# Jumping and grabbing onto clothes



## cwag (Apr 25, 2017)

Rukie has started doing that sometimes lately and he is also about a year old and unneutered. It seems like he gets too excited out in the yard and goes after me. Using the water hose really ramps him up too. I've been trying to direct him to a toy but I mostly try to get back in the house as fast as I can. He is fine when we come inside. I think it's a training issue and I don't think neutering will fix it. I hope someone else has some advice.


----------



## puddles everywhere (May 13, 2016)

Maybe it's a guy thing  just saying I have girls. Sips would get really excited with the frisbee and basically any fetching game but gratefully it was limited to leaping around and never directed at me. 
But anytime the excitement level turned off her hearing I would give the down signal, she would hit the dirt. Gave her a minute of calming then rewarded the good down and ended the game. 

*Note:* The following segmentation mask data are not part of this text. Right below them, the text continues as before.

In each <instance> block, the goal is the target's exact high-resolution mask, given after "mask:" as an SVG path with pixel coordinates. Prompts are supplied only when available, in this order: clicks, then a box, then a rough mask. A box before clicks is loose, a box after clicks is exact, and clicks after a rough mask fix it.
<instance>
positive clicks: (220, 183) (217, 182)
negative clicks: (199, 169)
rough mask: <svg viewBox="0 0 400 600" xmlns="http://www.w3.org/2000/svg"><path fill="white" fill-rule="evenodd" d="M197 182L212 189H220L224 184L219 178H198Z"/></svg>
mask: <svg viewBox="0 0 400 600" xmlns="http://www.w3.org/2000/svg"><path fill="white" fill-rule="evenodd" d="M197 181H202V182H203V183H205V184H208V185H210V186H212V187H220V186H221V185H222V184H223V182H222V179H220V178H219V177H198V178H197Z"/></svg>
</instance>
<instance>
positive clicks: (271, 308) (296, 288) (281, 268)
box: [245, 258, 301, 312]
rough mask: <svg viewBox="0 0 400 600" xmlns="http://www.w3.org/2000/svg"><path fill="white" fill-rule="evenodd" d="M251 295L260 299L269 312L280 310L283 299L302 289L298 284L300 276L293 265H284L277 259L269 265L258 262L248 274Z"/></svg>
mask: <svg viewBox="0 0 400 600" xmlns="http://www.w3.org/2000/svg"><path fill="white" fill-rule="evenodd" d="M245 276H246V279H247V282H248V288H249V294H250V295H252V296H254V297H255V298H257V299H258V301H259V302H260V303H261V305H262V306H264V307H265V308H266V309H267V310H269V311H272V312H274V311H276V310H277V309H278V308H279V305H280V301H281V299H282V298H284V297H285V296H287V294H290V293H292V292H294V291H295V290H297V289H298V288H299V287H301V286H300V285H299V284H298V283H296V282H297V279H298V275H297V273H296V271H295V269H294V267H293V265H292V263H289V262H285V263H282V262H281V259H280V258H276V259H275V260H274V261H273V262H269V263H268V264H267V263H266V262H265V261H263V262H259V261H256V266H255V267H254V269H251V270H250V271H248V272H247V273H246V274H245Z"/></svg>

Don't know if this helps but worth a try.


----------



## MyMaggieGirl (Nov 12, 2008)

I think they are in their terrible teens! Others with more experience will chime in hopefully.


----------



## Maverick888 (Oct 14, 2017)

So, as I looked at the last week I realized that I changed dog foods just prior to behaviours starting and his paws started looking red and he was biting/licking them around the same time. I have gone back to his old dog food today. I am curious to see if it is the culprit. The change in behaviour was so sudden that I can’t help but think something happened to bring it on. It’s worth a try ?


----------